Dogs are among the best deterrents to burglars; even a small, noisy dog can be effective-burglars do not like to have attention drawn to their presence.
For the most effective alarm system, conceal all wiring. A burglar looks for places where he can disconnect the security system.
A door with too much space between the door and the frame is an invitation for the burglar to use a jimmy. Reinforce such a door by attaching a panel of %-inch plywood or a piece of sheet metal to it.
If there are door hinges on the outside of your house, take down the door and reset the hinges inside. Otherwise all a thief has to do to gain entry to your home is knock out the hinge pin.
You can burglar-proof your glass patio doors by setting a pipe or metal bar in the inside bottom track of the door slide. The pipe should be the same length as the track.
It's easy for a burglar to pry his way through rot, so replace rotted door frames with new, solid wood.
It's simple for a thief to break glass panels and then reach in and open a doorknob from the inside. A door with glass panels should be either fortified or replaced.
Locks and Bolts
Protect your windows with one or more good locks, an alarm system, burglar-resistant glass, or many small panes instead of one large area of glass.
When putting window locks on, have all the locks keyed alike and give each family member a key. Keep a key near the window where children can get it (but a burglar can't reach it) in case of fire.
After installing a window lock, drip some solder onto the screw heads. That will stop a burglar from unscrewing the lock after cutting a small hole in the window pane.
It can be a problem to lock an aluminum sliding window in a ventilating position. A locking sliding window bolt allows high security as it foils entry even if the glass is broken.
To help burglar-proof your home, install 1-inch throw deadbolt locks on all exterior doors.
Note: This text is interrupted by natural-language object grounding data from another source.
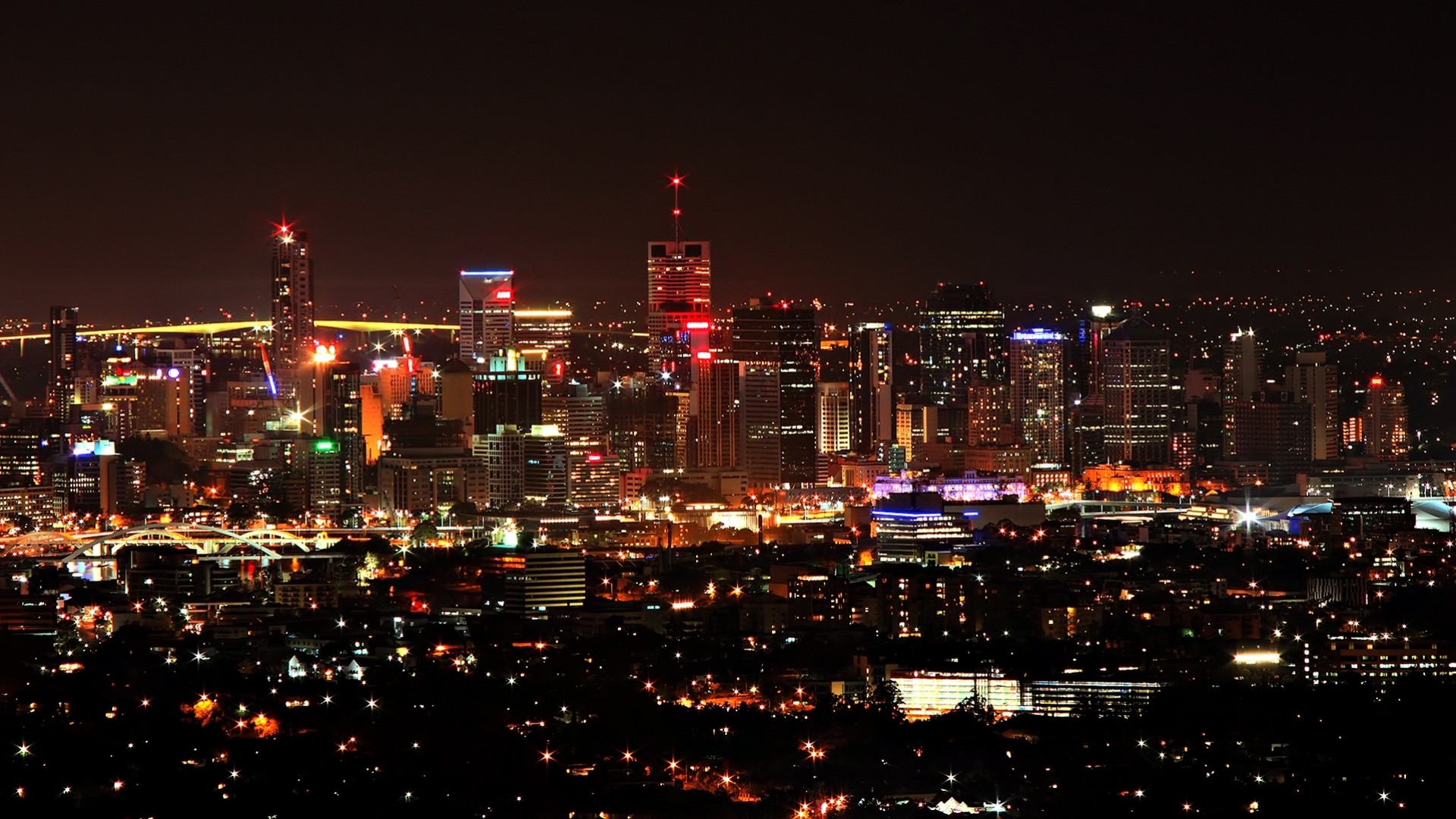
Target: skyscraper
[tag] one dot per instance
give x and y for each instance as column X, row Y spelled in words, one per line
column 293, row 297
column 487, row 314
column 777, row 346
column 1316, row 382
column 833, row 417
column 1138, row 392
column 871, row 385
column 679, row 297
column 546, row 331
column 715, row 407
column 1241, row 381
column 63, row 362
column 507, row 394
column 963, row 334
column 1383, row 420
column 1038, row 392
A spring-latch lock is easy prey for burglars who are "loiding" experts. Loiding is the method of slipping a plastic credit card against the latch tongue to depress it and unlock the door. A dead-bolt defies any such attack. It is only vulnerable when there is enough space between the door and its frame to allow an intruder to use power tools or a hacksaw. But using tools takes time-to the burglar's disadvantage.
Change your lock cylinders from time to time, just in case someone has gotten hold of a set of your keys. If you lose your keys, change the cylinder immediately.
When you move into a new house, it's a good idea to change all the locks and tumblers.
In a rented house, install a double cylinder lock that requires a key to open it from the inside as well as from the outside. If a thief breaks through the panel and reaches in, he still has the lock to deal with instead of just a knob.
Protecting Your Valuables
If you don't have a safe, or feel you don't need one, find good hiding places for your valuables in your home. An acoustical tile ceiling offers good hiding possibilities. Remove a tile and restore it
afterwards with magnetic fastener or a similar device. However, be careful not to leave finger marks.
You can keep your jewelry safe by installing a wall-outlet safe. When the safe is closed, it looks just like an electrical outlet. When buying a wall safe, be sure it's fireproof as well as burglar-proof.
A chiseled-out space in the top of a door makes a great "safe" for small valuables. Or you might devise a hiding place in a false ceiling.
Fireplace logs can be hollowed out to make hiding places, too. Other ideas include the underside of desktops, linings of drapes, underneath insulation in the attic, inside a lamp. Avoid the
obvious places such as mattresses, drawers, inside figurines, behind pictures, and under carpets.
Hollow out the leg on a table or chair for hiding small objects. Drill from the bottom, then cap all the legs with rubber tips.
Are you worried about someone entering your house through your attached garage? If the garage door lifts on a track a C-clamp can provide extra security since the door cannot be opened if you tighten the C-clamp on the track next to the roller.
Another way to increase garage security is to install a peephole in the door separating the house from the garage. If you hear suspicious sounds, you can check without opening the door.